Ciertamente, saber de algo y saber aconsejar sobre algo son cosas diferentes que no necesariamente van juntas.

Me decía un amigo, y consultor, que nunca dice a un cliente que tiene “la solución” sino que su trabajo es aportar sus conocimientos y su metodología para acompañar en esa búsqueda. Eso es consultoría. Puede ser en un sector, en marketing digital, en liderazgo, en innovación social… pero ese es el concepto de experto que hay que saber buscar, y al que hay que saber ceñirse para aportar valor.

En mi caso, cuanto más analizo mi propia evolución, mejor comprendo la necesidad de asesoramiento en temas que, precisamente por empezar a entender, sé que necesito ayuda experta. La lógica diversificación de mi actividad profesional, tanto por motivos internos como por demanda externa, me lleva a dar traspiés en ámbitos que no domino por lo que cada vez adquiero mayor maestría en el conocimiento de lo que no debo hacer. Y ya se sabe que “nunca es tarde…”

Pero el proceso de acotamiento no es sencillo y mucho menos su objetivo, que no es otro que transformarlo en un concepto que facilite la percepción de “utilidad”. Sobre todo si por aportar valor en las tendencias de cambio, abandonas el centro fijo, inmóvil, decidido… para moverte en la frontera y en la ambigüedad creadora.

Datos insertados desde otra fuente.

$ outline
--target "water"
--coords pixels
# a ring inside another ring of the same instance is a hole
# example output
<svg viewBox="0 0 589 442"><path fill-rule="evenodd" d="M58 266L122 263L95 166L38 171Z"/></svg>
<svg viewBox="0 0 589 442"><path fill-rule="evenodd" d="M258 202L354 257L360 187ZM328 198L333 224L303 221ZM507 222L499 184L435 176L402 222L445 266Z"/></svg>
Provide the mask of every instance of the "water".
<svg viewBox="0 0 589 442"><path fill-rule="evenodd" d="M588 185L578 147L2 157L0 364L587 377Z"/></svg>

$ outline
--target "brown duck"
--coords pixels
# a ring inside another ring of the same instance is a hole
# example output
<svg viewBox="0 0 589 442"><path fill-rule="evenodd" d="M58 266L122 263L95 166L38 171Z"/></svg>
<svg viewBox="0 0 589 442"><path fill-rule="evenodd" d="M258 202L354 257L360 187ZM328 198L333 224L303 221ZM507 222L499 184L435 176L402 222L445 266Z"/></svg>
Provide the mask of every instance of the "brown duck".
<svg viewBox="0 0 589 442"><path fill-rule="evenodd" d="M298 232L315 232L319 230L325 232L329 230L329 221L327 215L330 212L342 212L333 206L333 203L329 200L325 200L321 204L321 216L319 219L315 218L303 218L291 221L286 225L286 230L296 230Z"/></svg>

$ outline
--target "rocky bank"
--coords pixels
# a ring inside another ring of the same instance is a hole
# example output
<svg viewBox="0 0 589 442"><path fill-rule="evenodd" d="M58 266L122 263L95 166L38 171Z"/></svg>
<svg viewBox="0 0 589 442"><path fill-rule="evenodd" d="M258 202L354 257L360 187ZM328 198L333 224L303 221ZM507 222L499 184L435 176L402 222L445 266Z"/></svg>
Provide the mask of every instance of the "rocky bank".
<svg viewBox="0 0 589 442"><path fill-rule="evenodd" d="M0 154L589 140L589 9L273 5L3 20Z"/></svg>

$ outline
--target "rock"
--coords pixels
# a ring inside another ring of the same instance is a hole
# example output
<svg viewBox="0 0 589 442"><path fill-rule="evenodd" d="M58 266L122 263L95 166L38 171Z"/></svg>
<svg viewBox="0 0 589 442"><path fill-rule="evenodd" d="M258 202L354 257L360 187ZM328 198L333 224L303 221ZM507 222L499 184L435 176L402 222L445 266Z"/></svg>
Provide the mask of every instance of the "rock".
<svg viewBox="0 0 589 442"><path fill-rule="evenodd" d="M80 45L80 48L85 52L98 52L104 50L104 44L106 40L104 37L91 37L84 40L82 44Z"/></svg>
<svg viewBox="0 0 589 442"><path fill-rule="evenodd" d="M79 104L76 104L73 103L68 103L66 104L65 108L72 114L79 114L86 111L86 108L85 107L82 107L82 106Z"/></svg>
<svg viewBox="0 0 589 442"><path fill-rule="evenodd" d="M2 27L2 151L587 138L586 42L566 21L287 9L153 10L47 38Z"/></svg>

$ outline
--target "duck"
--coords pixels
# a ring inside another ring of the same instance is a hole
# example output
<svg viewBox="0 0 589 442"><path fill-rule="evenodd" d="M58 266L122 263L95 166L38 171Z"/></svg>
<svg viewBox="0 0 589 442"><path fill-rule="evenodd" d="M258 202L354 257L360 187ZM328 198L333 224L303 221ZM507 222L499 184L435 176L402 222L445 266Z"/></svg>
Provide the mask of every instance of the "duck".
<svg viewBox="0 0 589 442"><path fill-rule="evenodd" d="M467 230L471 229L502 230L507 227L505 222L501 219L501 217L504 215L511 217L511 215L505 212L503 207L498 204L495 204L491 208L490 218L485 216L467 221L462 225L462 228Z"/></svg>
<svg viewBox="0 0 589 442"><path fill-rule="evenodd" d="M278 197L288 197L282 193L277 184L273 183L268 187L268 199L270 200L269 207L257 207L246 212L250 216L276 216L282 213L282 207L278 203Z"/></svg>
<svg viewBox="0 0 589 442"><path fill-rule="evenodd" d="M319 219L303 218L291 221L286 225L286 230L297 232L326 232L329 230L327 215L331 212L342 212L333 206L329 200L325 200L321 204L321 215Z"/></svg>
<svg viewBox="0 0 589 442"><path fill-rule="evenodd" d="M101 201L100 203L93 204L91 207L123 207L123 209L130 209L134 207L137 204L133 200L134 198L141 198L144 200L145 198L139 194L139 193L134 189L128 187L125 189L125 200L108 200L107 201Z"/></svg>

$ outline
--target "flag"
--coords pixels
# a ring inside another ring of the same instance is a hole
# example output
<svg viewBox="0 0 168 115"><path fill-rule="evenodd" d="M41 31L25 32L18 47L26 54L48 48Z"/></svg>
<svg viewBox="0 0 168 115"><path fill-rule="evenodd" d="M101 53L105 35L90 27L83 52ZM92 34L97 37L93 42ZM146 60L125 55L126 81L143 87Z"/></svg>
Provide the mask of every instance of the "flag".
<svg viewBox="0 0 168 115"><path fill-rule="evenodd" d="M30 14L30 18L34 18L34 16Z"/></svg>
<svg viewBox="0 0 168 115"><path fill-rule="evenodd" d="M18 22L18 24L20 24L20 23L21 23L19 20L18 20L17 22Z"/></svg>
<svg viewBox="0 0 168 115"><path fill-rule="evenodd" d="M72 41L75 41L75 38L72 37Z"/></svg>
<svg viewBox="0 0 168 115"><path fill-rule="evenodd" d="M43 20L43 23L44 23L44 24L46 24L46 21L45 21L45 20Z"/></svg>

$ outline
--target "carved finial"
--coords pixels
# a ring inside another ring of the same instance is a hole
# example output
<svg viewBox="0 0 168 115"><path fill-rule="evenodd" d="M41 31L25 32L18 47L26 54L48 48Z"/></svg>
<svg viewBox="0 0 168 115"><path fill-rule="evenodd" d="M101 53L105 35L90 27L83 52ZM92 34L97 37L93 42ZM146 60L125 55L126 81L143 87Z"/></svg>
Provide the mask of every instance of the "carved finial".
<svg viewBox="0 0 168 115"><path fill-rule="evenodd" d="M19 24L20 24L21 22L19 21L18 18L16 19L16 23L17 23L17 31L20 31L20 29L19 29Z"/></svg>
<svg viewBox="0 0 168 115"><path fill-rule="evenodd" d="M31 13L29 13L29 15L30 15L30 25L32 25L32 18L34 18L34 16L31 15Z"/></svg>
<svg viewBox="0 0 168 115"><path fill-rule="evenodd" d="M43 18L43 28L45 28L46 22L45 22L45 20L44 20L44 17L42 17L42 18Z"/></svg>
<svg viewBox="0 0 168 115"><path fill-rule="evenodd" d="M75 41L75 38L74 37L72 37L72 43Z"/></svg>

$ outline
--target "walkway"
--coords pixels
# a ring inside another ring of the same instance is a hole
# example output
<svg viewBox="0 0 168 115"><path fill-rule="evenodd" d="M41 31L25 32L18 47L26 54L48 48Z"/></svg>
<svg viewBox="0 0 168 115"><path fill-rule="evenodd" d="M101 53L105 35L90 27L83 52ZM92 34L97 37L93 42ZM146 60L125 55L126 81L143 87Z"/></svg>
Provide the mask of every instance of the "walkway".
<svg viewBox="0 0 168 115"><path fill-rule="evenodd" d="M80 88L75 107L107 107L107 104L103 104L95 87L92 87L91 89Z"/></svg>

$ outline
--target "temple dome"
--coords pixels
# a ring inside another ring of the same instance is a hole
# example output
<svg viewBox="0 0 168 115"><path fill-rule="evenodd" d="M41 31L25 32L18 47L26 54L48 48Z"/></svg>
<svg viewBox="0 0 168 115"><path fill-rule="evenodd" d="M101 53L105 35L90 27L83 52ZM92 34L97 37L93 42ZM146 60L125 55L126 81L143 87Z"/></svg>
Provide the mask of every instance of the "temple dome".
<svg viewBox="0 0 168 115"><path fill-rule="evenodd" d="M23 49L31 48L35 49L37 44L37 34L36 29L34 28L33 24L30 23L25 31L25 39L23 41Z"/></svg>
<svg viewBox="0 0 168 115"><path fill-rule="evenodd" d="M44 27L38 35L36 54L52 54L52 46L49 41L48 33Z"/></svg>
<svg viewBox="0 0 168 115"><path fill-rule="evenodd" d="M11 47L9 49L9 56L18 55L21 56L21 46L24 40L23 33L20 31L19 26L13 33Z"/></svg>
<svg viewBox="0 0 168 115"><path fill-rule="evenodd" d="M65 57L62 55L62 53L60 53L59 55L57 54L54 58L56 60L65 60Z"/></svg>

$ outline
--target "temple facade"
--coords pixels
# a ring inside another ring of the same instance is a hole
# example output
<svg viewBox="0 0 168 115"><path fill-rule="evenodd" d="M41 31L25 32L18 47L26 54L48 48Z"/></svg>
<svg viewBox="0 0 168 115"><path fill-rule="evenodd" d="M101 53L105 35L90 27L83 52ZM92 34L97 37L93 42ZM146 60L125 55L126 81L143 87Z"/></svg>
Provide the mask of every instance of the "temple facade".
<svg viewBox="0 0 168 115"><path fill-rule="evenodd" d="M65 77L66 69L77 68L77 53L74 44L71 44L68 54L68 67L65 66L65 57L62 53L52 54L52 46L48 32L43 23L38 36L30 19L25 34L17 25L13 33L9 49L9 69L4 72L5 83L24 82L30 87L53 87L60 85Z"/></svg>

Es en esos terrenos fronterizos, en la falta de definición que tanto asusta a la mayoría, donde mejor se intuye la posibilidad de transformaciones disruptivas a las que repetidamente invocamos en aras de la innovación. Son espacios intermedios donde todo es posible, donde lo proscrito tiene voz y lo obsoleto disputa destino a los cegadores brillos de la novedad. Los protagonismos no están claros porque las fronteras son el bazar donde la vida bulle.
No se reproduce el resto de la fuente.